Florence Foster Jenkins
3.5 out of 5 stars
Rated PG-13. Directed by Stephen Frears.
Starring Meryl Streep and Hugh Grant.
Opens Aug. 12.
Let me just say this right off the bat: I would watch Meryl Streep read from the phone book (if, indeed, they are even published anymore). Of course, she has done some phone book reading through the years (Ricki and the Flash could perhaps be the most recent example), but over the course of a 40-year film career, she has soared. Watching Kramer vs. Kramer or Sophie’s Choice or any other number of films is to be immersed in a master class in acting. She's the closest thing we have to motion picture royalty.
So any new Streep movie is, in its own way, a bit of an event, inevitably elevated by the actress at its center. Such is the case with Florence Foster Jenkins. A gentle, somewhat slight, tale of a quirky American entertainer (and I use that term loosely here), the film is helped immeasurably by the performance of its leading lady.

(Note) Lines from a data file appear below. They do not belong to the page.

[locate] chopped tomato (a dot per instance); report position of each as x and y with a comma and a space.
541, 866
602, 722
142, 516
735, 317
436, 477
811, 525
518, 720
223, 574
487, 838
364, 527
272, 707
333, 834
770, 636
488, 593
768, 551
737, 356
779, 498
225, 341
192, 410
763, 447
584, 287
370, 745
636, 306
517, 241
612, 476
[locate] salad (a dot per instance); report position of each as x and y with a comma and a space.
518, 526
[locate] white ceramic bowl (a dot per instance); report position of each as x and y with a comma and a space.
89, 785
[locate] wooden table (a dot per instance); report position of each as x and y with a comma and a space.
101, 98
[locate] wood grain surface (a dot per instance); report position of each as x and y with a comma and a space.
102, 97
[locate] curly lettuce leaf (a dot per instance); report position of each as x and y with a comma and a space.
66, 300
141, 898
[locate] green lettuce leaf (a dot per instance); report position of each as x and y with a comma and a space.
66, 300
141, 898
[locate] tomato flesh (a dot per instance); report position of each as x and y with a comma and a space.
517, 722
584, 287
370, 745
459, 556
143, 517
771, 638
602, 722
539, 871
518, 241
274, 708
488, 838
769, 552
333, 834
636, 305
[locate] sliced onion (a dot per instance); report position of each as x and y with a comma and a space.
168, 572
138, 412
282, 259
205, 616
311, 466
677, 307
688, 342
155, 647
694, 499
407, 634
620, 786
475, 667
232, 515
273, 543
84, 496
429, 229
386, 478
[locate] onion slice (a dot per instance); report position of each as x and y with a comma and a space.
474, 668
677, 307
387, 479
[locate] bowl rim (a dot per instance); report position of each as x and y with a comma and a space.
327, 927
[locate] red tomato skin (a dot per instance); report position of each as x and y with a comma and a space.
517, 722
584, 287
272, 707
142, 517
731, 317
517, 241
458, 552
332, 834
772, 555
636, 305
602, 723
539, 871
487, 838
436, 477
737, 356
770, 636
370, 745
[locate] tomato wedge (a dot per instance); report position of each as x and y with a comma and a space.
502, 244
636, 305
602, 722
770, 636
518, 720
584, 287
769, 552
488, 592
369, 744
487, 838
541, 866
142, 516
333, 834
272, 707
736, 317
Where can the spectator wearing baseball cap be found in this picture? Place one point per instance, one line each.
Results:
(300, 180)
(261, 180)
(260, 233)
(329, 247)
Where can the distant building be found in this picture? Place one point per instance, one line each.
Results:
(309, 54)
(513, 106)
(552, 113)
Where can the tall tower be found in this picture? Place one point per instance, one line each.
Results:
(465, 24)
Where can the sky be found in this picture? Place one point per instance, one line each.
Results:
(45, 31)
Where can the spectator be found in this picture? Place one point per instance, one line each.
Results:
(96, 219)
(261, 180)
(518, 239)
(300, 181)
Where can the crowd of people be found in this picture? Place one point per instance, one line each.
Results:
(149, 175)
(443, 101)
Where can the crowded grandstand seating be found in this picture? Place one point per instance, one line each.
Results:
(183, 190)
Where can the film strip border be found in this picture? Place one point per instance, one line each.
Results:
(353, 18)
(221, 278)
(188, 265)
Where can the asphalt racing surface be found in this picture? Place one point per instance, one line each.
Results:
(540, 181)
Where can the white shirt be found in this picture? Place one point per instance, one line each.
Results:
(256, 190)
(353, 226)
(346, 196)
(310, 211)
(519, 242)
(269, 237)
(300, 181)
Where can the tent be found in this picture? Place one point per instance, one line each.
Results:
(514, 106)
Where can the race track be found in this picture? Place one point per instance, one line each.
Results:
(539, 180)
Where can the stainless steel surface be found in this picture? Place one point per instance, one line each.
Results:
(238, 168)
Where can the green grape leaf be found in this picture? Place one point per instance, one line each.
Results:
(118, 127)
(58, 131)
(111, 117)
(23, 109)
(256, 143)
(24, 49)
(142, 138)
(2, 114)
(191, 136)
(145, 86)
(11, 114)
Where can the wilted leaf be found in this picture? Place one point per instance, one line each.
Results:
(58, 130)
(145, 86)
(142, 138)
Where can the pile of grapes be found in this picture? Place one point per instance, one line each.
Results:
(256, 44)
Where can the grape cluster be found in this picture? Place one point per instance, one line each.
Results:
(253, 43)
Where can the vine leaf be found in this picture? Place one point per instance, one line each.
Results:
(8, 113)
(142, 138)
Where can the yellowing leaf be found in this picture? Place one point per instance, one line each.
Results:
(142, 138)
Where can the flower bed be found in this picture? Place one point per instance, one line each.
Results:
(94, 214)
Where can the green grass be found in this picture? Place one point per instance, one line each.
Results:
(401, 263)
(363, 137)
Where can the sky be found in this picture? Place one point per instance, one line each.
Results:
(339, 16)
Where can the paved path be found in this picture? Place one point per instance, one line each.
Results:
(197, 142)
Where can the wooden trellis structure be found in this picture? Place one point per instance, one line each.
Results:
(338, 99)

By any standards, Jenkins was both a minor — and indeed rather bizarre — footnote in the history of popular entertainment. A wealthy woman who performed her invitation-only concerts at salons and recital halls throughout the first half of the 20th century, she had a fairly rabid fan base even though she had persistent problems with tone and pitch (and couldn’t hold a note to save her life). Director Stephen Frears’ movie takes place in the final year of Jenkins’ life, when she steps outside her insular circle of friends and followers to perform for the first time at Carnegie Hall.
Streep, as might be expected, is the jewel in this particular crown. Considering she plays someone who is delusional, or at least genuinely naïve about her abilities (though at one point she observes that “People may say I can’t sing. But no one can ever say I didn’t sing.”), the triple Oscar winner (out of 19 nominations) nonetheless taps into infinite reservoirs of sympathy to show the vulnerability of someone who wants to be more talented than she is (her accompanist Cosme McMoon, played by Simon Helberg of Big Bang Theory fame, describes Jenkins' voice as defying medical science).
The same cannot be said of the film as whole. With a solid Streep providing an emotional core, it becomes confusing that it tries to have it both ways — the message seems to be to feel for someone with misguided dreams, and then her hideous singing is trotted out again and again as the best examples of comedy in Nicholas Martin’s script (though the humor weakness with each time we hear her, until by the end it simply becomes painful to watch).
Likewise, the motivations of Hugh Grant as Jenkins’ “husband,” St. Clair Bayfield, remains somewhat murky. Bayfield, who refers to their (common law) marriage as “a thing of the spirit,” finally does say how devoted he is to her and how important it is to keep “the mockers and scoffers at bay,” though one begins to question (despite Grant’s strong performance) the wisdom of such behavior, especially since he is living off her money and has a girlfriend on the side.
When all is said and done, however, Meryl Streep is front and center, and she is quite the force to be reckoned with. She is the actress of this era, and she brings a wonderful sensitivity and nuance to the role (there should be a drinking game — take a swig every time she tears up). She may be reading from Yellow Pages here, but she (unlike her protagonist) can make it sound mighty purty.